Much to the surprise and concern of most public health experts, the Harper government moved to diminish the Canadian Medical Officer’s mandate in the fall 2014 omnibus budget bill. The legislation stripped the CMO of control of the Public Health Agency of Canada’s budget and staff, leaving him or her to report only to the deputy Minister of Health, no longer to the Minister. As a result, the CMO’s responsibilities are now limited to a vague mandate to communicate and engage in public health issues. These changes in the CMO’s role must be repealed at the earliest opportunity. 

We must restore and strengthen the mandate and authority of the Canadian Medical Officer of Health to deal with national pandemics and other public health emergencies. We must also create a federally managed stockpile of crucial medications to be distributed when shortages occur.  

Additionally, we need a more proactive national strategy to eliminate toxins from our environment. This will involve providing greater support to expand the federal Chemicals Management Program (CMP) which will, in turn, accelerate the assessment of chemicals of concern. It will also allow the CMP to deal expeditiously with the many more toxins still to be identified, from pesticides to consumer goods, to industrial processes. (According to the Council of Canadian Academies, of some 23,000 chemicals of concern in daily use, information on the toxicity of nearly 9 out 10 is simply missing.)

Although there has been progress toward removing BPA from plastic bottles and baby toys, it has been slow. University of British Columbia law professor and author Joel Bakan argues persuasively that we cannot really trust either government or the industry watchdogs that are supposedly protecting us because they operate on the basis of a “presumption of innocence for industrial chemicals and pollutants.” Many industrial chemicals are known carcinogens, neurotoxins, and hormone disruptors. According to Bakan, we need to move from a model of absolute proof to a precautionary one, requiring manufacturers and importers to demonstrate that a particular chemical can be used safely or is the safest alternative available.
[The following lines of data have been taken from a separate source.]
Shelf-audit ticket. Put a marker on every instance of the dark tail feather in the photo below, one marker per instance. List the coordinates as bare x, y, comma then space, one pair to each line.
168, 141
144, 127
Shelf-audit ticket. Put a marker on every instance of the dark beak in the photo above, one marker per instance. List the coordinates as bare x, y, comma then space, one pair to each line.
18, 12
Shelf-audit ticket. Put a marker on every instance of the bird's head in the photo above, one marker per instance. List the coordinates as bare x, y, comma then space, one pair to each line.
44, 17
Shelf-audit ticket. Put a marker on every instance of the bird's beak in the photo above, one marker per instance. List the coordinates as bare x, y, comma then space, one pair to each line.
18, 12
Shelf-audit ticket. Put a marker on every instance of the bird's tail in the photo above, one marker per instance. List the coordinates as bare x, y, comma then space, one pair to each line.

Finally, the federal government must also take steps to ensure national standards and adequate regulation of assisted human reproduction. The Conservatives’ 2012 budget simply eliminated the Assisted Human Reproduction Canada agency and any associated regulations after the Supreme Court of Canada determined that the provinces have overlapping regulatory authority with the federal government when it comes to assisted reproduction. However, this decision should not be an excuse to abandon the entire field of assisted reproduction to the provinces. Not all provincial and territorial health regulators are able to assure adequate standards of care for Canadians who use assisted reproduction technologies and fertility clinics, making national standards crucial. At the very least, Ottawa should require fertility clinics to publish transparent success rates, develop a common policy regarding multiple embryo transplants, support a national donor registry, and compile information for people born from donated eggs or sperm. National action is also required to clear up several confusing provisions of the criminal law, such as the fact that it is still illegal to pay for donor eggs or sperm, or to pay a surrogate mother for her services, while it is legal to buy sperm from American donors and import it, and it is legal to reimburse donors for their expenses.